Biofilm (from rock substrate) and substrate samples (sediment, wood, or macrophyte) were collected from each sample chamber in every stream patch and placed in a sterile 15 mL falcon tube. Rocks were taken out of the chamber and scrubbed, and 12 mL of scrub water was collected for biofilm samples. 12-mL sediment cores were collected from sediment chambers using a 10 mL syringe. Wood biofilms were sampled by using a pocketknife to cut off ~ 4 surface shavings from each stick in a chamber and storing with chamber water. Macrophytes were sampled by tearing off a small part of the macrophyte and collecting it with chamber water. All 15 mL falcon tubes were placed in a mobile -20 C freezer after collection and in a -10 C freezer upon return to the lab. DNA from each sample was extracted using the Power-soil DNA Isolation Kit (Qiagen) and relative abundances of nifH and nirS were quantified using qPCR following methods detailed in Appendix S2. Relative abundances are reported as the Cycle threshold values (CT) of each sample determined from the automatic analysis settings. CT values were then averaged for each patch and relativized to the median value of the respective target gene. The relativized CT values were then multiplied by -1 to account for a greater negative difference between the median CT value and original CT values, which indicated higher DNA concentrations in the samples.

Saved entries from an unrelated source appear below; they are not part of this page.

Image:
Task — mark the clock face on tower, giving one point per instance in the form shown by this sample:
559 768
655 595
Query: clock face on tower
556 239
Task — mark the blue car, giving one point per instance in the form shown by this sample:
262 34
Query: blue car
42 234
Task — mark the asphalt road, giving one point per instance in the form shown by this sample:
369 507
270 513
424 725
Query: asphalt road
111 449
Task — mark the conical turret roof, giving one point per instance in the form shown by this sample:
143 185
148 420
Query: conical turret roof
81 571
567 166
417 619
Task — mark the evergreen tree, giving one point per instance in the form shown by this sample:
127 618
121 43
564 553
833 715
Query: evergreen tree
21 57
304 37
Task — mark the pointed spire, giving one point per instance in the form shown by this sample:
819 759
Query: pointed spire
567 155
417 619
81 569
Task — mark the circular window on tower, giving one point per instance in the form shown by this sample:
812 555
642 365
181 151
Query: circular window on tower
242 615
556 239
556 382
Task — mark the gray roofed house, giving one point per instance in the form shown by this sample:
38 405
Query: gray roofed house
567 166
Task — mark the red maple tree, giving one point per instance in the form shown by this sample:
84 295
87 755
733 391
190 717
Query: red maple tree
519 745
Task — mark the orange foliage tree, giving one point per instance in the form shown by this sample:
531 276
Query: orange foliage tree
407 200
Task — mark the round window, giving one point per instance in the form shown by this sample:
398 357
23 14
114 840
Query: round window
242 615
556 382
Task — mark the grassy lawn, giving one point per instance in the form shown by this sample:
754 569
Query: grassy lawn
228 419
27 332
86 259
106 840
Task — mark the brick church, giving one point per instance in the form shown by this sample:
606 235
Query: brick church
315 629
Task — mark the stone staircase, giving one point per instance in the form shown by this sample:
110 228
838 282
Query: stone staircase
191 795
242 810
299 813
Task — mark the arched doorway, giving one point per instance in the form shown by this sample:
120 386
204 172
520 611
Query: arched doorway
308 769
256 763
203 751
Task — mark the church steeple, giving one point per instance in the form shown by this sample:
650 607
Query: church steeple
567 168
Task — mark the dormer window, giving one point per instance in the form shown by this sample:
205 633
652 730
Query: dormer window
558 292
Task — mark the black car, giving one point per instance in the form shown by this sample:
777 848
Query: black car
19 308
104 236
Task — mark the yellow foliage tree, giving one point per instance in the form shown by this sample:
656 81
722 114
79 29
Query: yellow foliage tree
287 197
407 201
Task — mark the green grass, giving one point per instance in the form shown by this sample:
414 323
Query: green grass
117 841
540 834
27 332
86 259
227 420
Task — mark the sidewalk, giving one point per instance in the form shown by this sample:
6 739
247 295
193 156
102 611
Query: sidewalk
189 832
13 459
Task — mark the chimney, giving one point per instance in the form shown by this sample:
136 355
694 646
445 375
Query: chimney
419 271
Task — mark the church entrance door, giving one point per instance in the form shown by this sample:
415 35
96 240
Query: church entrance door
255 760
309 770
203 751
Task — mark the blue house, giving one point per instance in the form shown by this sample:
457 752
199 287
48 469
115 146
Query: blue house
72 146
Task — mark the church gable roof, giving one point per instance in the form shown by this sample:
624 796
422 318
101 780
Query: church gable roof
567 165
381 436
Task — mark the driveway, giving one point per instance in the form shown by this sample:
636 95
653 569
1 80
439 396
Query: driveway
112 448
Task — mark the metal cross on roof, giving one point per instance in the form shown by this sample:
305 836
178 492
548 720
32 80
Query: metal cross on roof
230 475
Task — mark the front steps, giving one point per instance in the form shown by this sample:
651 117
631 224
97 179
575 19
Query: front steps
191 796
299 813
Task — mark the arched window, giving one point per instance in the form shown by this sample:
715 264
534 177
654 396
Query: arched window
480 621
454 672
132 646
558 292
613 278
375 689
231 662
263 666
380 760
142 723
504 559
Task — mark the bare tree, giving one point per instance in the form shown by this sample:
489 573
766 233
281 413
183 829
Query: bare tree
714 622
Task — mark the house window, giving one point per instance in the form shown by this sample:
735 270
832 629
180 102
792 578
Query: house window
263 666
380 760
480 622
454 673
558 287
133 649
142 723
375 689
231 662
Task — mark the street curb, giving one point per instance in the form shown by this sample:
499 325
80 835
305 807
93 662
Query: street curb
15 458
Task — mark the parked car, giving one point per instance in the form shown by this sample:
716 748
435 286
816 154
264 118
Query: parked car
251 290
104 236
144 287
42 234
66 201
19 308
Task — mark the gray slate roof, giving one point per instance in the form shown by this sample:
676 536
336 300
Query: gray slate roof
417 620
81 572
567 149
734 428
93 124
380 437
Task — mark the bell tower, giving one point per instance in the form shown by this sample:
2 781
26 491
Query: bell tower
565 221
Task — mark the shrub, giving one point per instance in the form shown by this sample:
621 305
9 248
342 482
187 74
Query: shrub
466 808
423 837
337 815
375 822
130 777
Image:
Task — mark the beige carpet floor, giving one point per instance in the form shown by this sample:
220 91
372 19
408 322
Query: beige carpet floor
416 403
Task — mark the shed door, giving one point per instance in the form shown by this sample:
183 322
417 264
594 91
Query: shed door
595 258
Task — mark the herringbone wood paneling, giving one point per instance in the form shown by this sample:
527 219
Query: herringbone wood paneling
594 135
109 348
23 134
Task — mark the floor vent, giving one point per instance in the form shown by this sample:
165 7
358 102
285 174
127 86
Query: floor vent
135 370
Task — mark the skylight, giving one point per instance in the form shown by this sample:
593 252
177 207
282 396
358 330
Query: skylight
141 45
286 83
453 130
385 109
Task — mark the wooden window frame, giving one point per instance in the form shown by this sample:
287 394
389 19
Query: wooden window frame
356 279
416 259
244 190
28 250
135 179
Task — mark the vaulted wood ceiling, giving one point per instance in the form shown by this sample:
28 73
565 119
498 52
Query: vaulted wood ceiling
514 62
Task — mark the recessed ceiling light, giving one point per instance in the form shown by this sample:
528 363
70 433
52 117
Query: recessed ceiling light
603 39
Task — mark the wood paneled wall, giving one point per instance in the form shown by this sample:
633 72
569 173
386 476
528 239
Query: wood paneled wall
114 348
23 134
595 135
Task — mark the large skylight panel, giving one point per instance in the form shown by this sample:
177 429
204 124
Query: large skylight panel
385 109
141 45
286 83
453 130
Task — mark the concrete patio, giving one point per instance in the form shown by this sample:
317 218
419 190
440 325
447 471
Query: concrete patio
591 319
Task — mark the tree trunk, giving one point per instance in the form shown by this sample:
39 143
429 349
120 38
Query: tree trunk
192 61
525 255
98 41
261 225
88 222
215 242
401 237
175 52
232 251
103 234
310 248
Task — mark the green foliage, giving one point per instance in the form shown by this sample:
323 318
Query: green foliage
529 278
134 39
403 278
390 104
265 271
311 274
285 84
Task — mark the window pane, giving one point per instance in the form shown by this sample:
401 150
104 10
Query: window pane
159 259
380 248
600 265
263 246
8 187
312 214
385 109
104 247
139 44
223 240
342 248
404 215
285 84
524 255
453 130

To test the hypothesis that patches with more light availability and lower DIN concentrations would have higher rates of N2 fixation and nifH gene abundance, while patches with more organic matter, lower hyporheic dissolved oxygen concentrations and higher DIN concentrations would have higher rates of denitrification and nirS gene abundance, we sampled a variety of stream characteristics. To measure nutrient concentrations in stream water, we collected ~40 mL water samples from each stream patch. The water was filtered using Millipore 0.45 μm nitrocellulose membrane filters into 60 mL bottles. Samples were frozen until later laboratory analysis for ammonium (NH4+), NO3-, soluble reactive phosphorus (SRP), and total dissolved phosphorus (TDP) following methods detailed in Appendix S2. We measured canopy cover (%) using a spherical densiometer (Lemmon 1956) and water velocity (m/s) using a Marsh McBirney Flo-mate attached to a wading rod to measure velocity (m/s) at 0.6 × stream depth in each patch. Peizometers were installed in each patch following Baxter et al. (2003) to measure hyporheic dissolved oxygen concentrations (DO mg/L) using a YSI ProODO probe.